O filme é feito com 60% de imagens de arquivo, muitas com Bikram em ação, de rabinho de cavalo e microfone sem fio, fazendo piadas graciosas ou politicamente incorretas.

Na década de 1990, ele lançou um programa de treinamento de US$ 10 mil (R$ 42 mil) para professores, em que todos os participantes, incluindo Bikram, ficavam hospedados num hotel por nove semanas. Foi quando começaram os abusos, segundo suas vítimas.

Orner, ganhadora do Oscar por produzir o documentário “Um Táxi para a Escuridão”, de 2007, disse que as filmagens de “Bikram” começaram antes da explosão do movimento MeToo e das acusações contra Harvey Weinstein, em 2017.

“É preciso pôr em contexto, porque antes do MeToo as pessoas não eram solidárias. As vítimas de Bikram não eram famosas, não tinham uma plataforma. Elas perderam tudo, sua comunidade, seus amigos, seu emprego”, disse a diretora. “São as minhas heroínas.”

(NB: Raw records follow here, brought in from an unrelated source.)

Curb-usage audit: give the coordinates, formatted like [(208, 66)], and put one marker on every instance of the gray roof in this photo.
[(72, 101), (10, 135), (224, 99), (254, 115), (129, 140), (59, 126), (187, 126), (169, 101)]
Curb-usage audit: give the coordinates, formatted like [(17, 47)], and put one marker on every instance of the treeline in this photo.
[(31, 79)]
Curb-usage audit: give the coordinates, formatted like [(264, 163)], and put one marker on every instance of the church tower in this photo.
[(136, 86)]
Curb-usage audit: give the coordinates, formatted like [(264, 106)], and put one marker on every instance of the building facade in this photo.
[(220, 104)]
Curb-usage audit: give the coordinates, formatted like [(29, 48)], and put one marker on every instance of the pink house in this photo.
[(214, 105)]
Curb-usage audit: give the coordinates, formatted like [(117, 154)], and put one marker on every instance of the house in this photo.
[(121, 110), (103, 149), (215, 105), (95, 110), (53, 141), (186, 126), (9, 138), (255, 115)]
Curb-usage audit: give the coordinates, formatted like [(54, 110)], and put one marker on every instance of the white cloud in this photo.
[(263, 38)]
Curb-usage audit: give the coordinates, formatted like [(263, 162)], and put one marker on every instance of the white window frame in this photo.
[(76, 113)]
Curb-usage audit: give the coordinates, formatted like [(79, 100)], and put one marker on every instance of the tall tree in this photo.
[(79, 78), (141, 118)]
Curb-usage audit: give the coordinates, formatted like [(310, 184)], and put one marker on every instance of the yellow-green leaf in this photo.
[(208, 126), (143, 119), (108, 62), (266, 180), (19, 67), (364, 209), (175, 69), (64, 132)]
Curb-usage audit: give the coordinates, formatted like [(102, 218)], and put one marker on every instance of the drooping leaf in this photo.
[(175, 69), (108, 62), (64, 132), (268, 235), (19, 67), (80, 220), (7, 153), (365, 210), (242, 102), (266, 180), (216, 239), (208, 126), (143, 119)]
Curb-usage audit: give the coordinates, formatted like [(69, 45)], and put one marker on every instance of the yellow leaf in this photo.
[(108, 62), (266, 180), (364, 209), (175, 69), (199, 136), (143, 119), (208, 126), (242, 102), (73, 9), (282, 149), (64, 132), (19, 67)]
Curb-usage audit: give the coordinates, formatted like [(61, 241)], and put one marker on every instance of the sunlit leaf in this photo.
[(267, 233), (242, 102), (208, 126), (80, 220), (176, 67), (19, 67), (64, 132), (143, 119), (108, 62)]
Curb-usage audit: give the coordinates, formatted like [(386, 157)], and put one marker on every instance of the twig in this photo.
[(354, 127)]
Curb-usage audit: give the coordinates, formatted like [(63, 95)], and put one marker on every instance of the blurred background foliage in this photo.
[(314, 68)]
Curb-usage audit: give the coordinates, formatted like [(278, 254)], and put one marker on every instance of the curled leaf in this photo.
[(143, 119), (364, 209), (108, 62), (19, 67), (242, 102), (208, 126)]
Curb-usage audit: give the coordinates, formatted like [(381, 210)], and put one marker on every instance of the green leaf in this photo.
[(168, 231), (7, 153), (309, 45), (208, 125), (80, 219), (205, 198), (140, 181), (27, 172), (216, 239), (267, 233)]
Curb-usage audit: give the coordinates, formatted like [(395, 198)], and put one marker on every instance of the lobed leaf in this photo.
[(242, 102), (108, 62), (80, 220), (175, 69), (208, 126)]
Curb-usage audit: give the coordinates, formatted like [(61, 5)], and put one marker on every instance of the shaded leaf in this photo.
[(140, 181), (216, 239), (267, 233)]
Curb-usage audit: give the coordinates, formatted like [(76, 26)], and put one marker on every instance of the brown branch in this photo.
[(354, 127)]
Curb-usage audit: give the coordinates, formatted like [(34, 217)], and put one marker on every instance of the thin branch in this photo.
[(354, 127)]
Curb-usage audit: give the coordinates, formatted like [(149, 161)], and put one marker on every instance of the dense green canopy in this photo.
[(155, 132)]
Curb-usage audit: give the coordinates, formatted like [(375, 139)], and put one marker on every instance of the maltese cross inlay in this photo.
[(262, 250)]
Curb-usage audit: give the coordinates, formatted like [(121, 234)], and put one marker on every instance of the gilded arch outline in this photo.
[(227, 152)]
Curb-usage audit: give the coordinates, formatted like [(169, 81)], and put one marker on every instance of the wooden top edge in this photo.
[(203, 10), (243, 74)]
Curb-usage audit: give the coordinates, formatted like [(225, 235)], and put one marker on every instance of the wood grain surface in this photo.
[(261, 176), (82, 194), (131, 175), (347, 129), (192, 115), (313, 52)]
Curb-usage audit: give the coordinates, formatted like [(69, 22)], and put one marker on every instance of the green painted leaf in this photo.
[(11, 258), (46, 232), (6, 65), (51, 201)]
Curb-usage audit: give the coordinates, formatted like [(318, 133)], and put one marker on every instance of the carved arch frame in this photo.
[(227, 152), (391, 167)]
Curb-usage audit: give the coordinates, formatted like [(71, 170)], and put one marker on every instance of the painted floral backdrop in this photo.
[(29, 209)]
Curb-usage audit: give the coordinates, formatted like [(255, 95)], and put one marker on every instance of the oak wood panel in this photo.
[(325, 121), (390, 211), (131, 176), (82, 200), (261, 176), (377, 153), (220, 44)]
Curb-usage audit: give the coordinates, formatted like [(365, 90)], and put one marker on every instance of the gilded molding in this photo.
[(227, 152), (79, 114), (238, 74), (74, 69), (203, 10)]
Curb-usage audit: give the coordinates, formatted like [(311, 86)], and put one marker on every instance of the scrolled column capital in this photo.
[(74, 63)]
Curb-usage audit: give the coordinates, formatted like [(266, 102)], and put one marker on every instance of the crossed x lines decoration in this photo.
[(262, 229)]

A primeira vítima de abuso sexual, Sarah Baughn, estava na sessão do filme e afirmou que ficou tão traumatizada que acabou internada. “Foi difícil entender que no fundo eu fazia parte de um culto”, disse Baughn.

O documentário lembra a série “Wild Wild Country”, além de outros casos de abuso na comunidade da ioga e curandeiros afins. “É um fenômeno estranho, esse do guru”, diz Orner. “Essas pessoas dão soluções aos seus alunos, seja curando uma doença, um vício ou trauma. Há adulação, eles são admirados e isso traz poder. Em situações assim, há espaço para abuso.”

A diretora não pratica ioga, mas para entender o universo fez diversas aulas de “ioga quente”, como foram rebatizados os estúdios que retiraram Bikram de seus nomes. “Preciso dizer que me senti fantástica, principalmente os meus joelhos e ombros, que estavam bem debilitados”, diz. “Mas depois de fazer o filme, não vou incorporar à minha vida.”